However, as I started reading the chapters, I felt ashamed of myself. How could I ask for materialistic things? How could I read the life and teachings of Sai Baba with a view to get materialistic gains? And from then, on as I read, I felt my turmoil melt away. I read the book with a growing sense of satisfaction and gratitude for my life. I felt the emotions of each story as though I was there. I read with tears flowing, when Baba left this world for his heavenly abode.
And here I was, finally going. It had taken me 6 months to plan the trip. It didn’t matter now.

Its apparent when you get close to Shirdi, as every hotel, restaurant, shop is prefixed as Sai.
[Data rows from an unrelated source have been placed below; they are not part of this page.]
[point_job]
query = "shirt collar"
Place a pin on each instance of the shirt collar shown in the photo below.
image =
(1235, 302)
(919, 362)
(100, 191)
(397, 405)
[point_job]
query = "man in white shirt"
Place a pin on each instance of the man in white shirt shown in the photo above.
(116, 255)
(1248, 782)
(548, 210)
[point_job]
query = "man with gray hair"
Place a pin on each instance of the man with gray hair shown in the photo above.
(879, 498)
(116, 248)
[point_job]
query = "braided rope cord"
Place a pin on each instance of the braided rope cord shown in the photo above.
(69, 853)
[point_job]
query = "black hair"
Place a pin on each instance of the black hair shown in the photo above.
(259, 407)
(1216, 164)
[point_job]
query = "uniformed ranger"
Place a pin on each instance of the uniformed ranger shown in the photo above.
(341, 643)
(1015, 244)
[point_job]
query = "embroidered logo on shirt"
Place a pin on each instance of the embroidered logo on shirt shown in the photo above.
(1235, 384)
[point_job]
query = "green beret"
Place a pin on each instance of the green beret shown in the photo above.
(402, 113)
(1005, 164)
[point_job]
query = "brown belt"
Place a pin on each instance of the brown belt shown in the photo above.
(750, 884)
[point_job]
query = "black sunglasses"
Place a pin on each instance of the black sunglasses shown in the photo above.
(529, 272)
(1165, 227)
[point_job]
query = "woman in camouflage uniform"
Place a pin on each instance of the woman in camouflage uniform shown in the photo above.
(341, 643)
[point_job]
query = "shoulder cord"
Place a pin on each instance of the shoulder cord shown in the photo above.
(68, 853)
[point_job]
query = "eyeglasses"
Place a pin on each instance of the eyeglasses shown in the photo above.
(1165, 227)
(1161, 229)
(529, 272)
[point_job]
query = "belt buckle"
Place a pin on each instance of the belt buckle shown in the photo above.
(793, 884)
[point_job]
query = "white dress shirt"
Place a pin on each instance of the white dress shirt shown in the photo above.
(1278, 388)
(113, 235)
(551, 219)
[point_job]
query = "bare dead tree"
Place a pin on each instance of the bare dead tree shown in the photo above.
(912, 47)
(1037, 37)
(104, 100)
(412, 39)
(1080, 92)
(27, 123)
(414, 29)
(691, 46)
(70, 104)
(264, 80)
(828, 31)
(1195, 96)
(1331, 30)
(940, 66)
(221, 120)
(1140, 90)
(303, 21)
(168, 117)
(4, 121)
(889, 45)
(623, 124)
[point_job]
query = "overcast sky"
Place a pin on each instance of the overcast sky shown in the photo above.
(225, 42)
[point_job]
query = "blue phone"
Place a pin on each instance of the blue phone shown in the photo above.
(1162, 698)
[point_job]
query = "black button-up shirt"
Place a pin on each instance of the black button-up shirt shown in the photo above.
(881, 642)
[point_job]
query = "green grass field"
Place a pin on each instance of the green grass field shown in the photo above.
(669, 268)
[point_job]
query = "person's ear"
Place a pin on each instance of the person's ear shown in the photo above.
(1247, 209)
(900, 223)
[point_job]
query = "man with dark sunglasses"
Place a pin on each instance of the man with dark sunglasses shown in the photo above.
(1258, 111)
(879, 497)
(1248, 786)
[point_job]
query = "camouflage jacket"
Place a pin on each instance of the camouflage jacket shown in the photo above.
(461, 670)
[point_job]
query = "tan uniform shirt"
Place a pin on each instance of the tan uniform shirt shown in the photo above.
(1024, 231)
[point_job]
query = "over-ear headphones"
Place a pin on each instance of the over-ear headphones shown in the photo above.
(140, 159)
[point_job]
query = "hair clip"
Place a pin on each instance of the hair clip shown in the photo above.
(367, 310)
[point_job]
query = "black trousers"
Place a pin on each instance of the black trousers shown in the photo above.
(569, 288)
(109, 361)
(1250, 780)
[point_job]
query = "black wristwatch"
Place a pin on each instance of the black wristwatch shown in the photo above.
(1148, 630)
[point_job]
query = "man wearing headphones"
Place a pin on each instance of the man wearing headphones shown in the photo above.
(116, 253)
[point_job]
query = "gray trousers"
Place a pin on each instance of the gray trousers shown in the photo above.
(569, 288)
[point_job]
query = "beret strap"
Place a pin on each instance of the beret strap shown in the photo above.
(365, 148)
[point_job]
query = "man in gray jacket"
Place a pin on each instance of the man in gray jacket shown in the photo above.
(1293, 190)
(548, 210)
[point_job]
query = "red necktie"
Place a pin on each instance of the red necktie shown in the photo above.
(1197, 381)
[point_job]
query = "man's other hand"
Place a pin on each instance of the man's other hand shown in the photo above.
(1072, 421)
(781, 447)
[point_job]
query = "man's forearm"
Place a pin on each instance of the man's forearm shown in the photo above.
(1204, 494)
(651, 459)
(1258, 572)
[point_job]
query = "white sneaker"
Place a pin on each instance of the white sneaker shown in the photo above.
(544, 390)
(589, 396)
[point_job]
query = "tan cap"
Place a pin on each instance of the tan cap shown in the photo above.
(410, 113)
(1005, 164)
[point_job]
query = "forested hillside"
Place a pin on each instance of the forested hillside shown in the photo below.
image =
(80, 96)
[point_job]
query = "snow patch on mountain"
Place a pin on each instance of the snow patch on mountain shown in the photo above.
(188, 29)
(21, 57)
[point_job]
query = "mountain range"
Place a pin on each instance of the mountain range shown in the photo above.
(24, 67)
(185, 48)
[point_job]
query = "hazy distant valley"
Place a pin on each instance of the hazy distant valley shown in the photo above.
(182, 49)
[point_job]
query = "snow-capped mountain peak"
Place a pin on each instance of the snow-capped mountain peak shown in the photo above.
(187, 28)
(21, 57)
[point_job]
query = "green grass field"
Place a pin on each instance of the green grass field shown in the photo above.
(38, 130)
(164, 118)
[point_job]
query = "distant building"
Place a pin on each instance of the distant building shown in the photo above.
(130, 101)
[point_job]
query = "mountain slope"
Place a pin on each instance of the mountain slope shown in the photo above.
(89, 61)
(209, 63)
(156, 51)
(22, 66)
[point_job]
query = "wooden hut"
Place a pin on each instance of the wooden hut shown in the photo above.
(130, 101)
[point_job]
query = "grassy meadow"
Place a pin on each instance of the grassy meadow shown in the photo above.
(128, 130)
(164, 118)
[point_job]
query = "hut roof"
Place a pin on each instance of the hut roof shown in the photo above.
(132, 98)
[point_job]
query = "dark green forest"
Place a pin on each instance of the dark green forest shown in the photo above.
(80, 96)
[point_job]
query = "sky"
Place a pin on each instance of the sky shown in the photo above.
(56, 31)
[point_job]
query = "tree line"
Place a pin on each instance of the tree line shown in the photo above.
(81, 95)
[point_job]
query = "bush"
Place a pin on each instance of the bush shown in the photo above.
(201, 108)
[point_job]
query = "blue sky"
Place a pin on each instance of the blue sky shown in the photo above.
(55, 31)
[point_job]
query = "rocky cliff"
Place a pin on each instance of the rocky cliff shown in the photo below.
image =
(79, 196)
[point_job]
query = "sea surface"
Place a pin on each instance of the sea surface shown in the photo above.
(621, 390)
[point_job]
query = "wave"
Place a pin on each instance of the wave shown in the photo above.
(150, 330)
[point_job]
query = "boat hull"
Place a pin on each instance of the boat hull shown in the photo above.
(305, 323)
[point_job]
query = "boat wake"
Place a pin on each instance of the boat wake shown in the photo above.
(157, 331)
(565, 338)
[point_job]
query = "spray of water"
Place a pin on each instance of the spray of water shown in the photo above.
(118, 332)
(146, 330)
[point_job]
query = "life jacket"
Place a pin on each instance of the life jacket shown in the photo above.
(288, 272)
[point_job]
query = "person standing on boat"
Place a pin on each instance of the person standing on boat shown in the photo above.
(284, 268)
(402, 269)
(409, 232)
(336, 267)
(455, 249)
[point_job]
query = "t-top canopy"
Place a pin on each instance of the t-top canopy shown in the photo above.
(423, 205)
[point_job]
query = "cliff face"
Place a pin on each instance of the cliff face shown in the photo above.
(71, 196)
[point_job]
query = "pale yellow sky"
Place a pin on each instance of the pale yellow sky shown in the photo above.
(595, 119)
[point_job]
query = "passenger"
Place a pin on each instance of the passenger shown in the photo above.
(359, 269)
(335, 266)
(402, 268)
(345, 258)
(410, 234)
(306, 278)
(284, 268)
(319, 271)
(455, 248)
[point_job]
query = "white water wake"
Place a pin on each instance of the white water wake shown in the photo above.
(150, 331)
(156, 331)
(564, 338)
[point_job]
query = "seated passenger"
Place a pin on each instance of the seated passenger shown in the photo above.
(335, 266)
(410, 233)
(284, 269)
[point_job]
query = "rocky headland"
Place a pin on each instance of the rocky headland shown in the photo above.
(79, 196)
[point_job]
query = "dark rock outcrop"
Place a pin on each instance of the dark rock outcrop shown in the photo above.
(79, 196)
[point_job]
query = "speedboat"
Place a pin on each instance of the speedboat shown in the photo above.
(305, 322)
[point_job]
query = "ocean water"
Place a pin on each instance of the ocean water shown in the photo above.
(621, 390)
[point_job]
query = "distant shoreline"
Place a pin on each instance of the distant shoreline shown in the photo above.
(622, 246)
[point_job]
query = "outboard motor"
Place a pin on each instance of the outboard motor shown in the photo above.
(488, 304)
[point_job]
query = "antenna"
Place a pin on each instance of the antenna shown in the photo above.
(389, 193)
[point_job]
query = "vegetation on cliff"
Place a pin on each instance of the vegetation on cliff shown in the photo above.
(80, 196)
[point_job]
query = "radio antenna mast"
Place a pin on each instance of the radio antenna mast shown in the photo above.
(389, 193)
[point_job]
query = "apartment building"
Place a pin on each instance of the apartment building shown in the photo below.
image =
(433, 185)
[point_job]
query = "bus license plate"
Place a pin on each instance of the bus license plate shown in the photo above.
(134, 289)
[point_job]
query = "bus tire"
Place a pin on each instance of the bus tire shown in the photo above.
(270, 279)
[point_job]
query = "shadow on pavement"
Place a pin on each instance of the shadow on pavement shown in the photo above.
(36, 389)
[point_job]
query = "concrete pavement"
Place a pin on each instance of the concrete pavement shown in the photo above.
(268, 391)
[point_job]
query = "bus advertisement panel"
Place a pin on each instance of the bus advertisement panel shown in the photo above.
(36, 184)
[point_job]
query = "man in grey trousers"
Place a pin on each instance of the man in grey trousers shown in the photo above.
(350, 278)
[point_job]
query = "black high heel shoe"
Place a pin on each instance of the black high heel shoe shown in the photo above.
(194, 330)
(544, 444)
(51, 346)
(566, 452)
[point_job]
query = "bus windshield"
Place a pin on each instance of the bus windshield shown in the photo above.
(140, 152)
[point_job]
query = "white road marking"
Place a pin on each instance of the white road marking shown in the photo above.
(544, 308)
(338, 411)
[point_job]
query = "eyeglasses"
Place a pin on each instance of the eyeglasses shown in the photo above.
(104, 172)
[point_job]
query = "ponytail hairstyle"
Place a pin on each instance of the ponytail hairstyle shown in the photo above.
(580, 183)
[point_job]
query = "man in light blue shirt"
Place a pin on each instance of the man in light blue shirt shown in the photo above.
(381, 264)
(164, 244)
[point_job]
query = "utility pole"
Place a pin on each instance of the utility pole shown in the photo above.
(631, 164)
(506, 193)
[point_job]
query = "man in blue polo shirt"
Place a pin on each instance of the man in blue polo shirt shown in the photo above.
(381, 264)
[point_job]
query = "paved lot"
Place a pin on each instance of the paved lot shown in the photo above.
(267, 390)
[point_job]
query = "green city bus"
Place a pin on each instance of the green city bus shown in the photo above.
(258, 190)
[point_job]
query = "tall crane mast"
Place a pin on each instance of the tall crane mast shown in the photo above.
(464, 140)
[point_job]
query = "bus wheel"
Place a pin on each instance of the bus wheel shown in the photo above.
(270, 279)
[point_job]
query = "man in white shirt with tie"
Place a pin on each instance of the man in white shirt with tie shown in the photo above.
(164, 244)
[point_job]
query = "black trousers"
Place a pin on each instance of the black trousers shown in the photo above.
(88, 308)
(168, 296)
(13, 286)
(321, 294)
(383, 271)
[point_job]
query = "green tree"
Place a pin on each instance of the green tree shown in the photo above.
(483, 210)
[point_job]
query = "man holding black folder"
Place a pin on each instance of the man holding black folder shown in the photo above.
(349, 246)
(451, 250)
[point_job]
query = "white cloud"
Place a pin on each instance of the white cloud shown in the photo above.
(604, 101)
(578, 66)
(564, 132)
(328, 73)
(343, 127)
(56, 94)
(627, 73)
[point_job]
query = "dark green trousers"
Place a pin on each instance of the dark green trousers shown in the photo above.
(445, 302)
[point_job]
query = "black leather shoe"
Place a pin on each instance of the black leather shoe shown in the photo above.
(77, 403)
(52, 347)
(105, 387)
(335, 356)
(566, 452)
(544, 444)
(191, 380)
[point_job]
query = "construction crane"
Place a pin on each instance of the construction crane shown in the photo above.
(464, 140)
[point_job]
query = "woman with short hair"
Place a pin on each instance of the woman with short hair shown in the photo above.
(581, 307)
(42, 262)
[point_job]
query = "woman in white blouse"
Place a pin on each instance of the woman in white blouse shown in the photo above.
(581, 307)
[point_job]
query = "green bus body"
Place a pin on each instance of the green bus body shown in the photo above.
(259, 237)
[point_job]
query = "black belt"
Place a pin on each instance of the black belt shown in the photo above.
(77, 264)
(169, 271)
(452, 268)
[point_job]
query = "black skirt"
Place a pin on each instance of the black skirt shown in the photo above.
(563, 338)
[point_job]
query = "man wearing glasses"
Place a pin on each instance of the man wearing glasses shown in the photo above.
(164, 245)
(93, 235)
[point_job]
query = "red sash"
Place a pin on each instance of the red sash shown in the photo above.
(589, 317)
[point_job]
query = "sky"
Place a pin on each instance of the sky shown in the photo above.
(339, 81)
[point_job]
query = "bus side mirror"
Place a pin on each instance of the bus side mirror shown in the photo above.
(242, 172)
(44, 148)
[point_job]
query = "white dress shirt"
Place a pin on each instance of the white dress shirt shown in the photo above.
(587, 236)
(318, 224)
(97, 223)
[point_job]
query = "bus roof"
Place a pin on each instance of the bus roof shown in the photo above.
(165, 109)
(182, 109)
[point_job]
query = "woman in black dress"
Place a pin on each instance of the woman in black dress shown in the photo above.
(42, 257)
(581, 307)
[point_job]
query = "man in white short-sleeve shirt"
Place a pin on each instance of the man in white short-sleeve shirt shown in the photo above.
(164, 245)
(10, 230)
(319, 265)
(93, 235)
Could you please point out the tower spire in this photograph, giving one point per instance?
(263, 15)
We parked our car, and were told that cell-phones were not allowed inside the temple. We decided to hide them, and take them anyway.

As we made our way inside the temple, there were so many questions. How long would the queue take? Would we have a peaceful darshan? Would it be rushed? We were constantly interrupted by the many touts promising to take us inside faster. We had decided to go the normal route, no matter how many hours it took. After all, Shraddha (Faith) and Saburi (Patience) are the two tenets of Baba’s philosophy.

The sound of people chanting of Sai’s name overpowered my thoughts. Bells intermingled with cries of “Bow to Shri Sai”, and we felt blessed. The smell of incense was all around, and the air filled with purity.

People of all castes, religions stood united by their faith. No jostling, no turmoil on their faces. Just a longing to be united with their Master. The journey was long, with 3 halls to be passed through, but time was immaterial here. The maze like queues reminded me of a labyrinth. Like a journey one takes inward, often stopping at places oft visited.

We went through the first hall, then the second, and the third. How far, till we meet Sai Baba? We asked a man. He informed us we were almost there. He was making his regular monthly trip from Hyderabad with his family. On finding that we were from Pune, he was surprised to know were coming here after long. Then suddenly he said, “Sai Baba wants you to focus on your duties, do your job, earn money, and look after your families first. Only after that he wants you to come here. And anyway, isn’t he in your hearts?” We looked at him stunned. He just smiled and went on.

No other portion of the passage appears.